Lipid lowering therapy in primary and secondary prevention in Austria: are LDL-C goals achieved? : Results from the DA VINCI study.

Autor: Siostrzonek P; Department of Internal Medicine 2, Cardiology, Ordensklinikum Linz, Barmherzige Schwestern, Seilerstätte 4, 4010, Linz, Austria. peter.siostrzonek@ordensklinikum.at., Brath H; Diabetes & Metabolic Outpatient Clinic, Health Centre Favoriten, Vienna, Austria., Zweiker R; Cardiology Department, Medical University Graz, Graz, Austria., Drexel H; Vorarlberg Institute for Vascular Investigation and Treatment (VIVIT), Feldkirch, Austria., Hoelzl R; Amgen GmbH, Vienna, Austria., Hemetsberger M; hemetsberger medical services, Vienna, Austria., Ray KK; Imperial Centre for Cardiovascular Disease Prevention and Imperial Clinical Trials Unit, Imperial College London, London, UK.
Jazyk: angličtina
Zdroj: Wiener klinische Wochenschrift [Wien Klin Wochenschr] 2022 Apr; Vol. 134 (7-8), pp. 294-301. Date of Electronic Publication: 2021 Dec 06.

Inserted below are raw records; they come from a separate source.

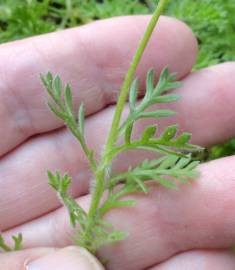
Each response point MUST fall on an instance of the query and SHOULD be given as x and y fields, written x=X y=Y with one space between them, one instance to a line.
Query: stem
x=130 y=75
x=114 y=131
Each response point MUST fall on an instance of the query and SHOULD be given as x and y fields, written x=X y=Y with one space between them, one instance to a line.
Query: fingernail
x=72 y=258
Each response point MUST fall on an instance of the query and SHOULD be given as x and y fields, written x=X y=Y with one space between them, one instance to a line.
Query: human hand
x=186 y=229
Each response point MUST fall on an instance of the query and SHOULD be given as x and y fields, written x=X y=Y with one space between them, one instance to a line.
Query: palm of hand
x=191 y=222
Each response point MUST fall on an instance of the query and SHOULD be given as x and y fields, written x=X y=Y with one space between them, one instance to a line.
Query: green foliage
x=211 y=20
x=213 y=23
x=17 y=239
x=173 y=167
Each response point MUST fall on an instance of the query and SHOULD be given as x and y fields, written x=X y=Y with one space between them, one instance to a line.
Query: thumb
x=72 y=258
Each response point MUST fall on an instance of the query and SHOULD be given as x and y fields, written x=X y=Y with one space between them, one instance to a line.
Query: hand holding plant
x=165 y=221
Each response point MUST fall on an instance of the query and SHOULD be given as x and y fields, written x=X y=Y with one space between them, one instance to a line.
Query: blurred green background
x=213 y=22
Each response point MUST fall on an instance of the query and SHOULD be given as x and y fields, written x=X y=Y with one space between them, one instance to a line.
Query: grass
x=211 y=20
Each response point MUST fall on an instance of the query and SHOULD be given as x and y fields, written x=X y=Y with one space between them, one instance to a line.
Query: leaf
x=148 y=133
x=157 y=114
x=58 y=113
x=169 y=132
x=166 y=98
x=140 y=184
x=166 y=183
x=183 y=138
x=81 y=117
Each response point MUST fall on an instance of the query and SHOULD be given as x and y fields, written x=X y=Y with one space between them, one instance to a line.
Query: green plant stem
x=113 y=134
x=130 y=76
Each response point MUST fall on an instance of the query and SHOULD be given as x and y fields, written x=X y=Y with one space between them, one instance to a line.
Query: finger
x=72 y=258
x=206 y=110
x=93 y=58
x=203 y=260
x=196 y=216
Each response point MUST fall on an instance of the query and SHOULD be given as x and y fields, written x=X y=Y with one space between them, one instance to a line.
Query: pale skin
x=191 y=228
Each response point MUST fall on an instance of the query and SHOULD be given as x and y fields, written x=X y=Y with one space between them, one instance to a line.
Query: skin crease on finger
x=147 y=230
x=37 y=194
x=199 y=260
x=84 y=61
x=200 y=215
x=59 y=149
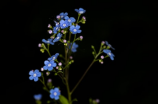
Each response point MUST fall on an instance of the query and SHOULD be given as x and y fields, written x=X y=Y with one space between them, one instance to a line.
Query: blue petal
x=57 y=97
x=39 y=74
x=76 y=10
x=79 y=31
x=77 y=27
x=31 y=72
x=31 y=77
x=50 y=68
x=56 y=89
x=43 y=40
x=66 y=17
x=36 y=71
x=51 y=96
x=46 y=62
x=35 y=79
x=51 y=91
x=45 y=67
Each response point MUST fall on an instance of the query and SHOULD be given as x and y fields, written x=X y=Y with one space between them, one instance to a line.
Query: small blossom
x=63 y=15
x=75 y=29
x=97 y=100
x=59 y=35
x=56 y=29
x=64 y=24
x=102 y=57
x=49 y=41
x=64 y=41
x=62 y=31
x=70 y=20
x=37 y=97
x=53 y=57
x=56 y=67
x=52 y=37
x=103 y=42
x=59 y=63
x=84 y=18
x=81 y=37
x=74 y=46
x=80 y=10
x=39 y=45
x=49 y=80
x=108 y=52
x=42 y=69
x=49 y=26
x=58 y=16
x=49 y=65
x=71 y=57
x=47 y=73
x=109 y=45
x=34 y=75
x=55 y=93
x=50 y=31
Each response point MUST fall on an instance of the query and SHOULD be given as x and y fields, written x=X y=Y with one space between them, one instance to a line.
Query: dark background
x=131 y=28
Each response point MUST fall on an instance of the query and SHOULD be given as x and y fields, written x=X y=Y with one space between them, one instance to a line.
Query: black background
x=131 y=28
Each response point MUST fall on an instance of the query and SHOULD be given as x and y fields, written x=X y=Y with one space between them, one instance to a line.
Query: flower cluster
x=59 y=31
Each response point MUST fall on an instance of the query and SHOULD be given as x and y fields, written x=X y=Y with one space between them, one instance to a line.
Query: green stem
x=82 y=76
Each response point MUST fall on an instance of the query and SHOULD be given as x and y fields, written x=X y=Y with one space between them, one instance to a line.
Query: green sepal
x=63 y=100
x=38 y=102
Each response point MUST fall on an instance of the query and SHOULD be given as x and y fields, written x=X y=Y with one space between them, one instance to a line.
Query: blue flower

DOI: 10.1007/s00508-021-01978-w
Abstrakt: Background: Cardiovascular disease (CVD) is the most frequent cause of death in Austria. The European Society of Cardiology (ESC)/European Atherosclerosis Society (EAS) guidelines recommend intensive lipid lowering therapy (LLT) in patients at high or very high CV risk. Lipid management and achievement of low-density lipoprotein cholesterol (LDL-C) goals in Austria have not recently been assessed.
Methods: Subgroup analysis for Austria of a European 18 country, cross-sectional, observational study. Patients received LLT for primary (PP) or secondary prevention (SP). Data including LLT in the preceding 12 months and most recent LDL‑C were collected during a single visit between June 2017 and November 2018. Achievement of the risk-based 2016 and 2019 ESC/EAS LDL‑C goal while receiving stabilized LLT was assessed.
Results: A total of 293 patients were enrolled from 8 Austrian sites, of which 200 (PP = 104, SP = 96) received stabilized LLT at the LDL‑C measurement date. Overall, 58% (71% PP, 43% SP) and 38% (52% PP, 23% SP) achieved the risk-based 2016 and 2019 goals, respectively. Most patients received moderate-intensity statin monotherapy (46%), while 34% used high-intensity statin monotherapy. Combination therapy of moderate/high-intensity statin with ezetimibe (12%), or proprotein convertase subtilisin/kexin type 9 (PCSK9) inhibitors with statin ± ezetimibe (1%), was used infrequently.
Conclusion: The current Austrian routine lipid management using mainly moderate-intensity or high-intensity statin monotherapy is insufficient to attain ESC/EAS guideline goals, in particular the more stringent 2019 recommendations, a situation comparable to other participating European countries. In addition to switching to and optimizing doses of high-intensity statins, a combination with ezetimibe or PCSK9 inhibitors will be needed in many cases.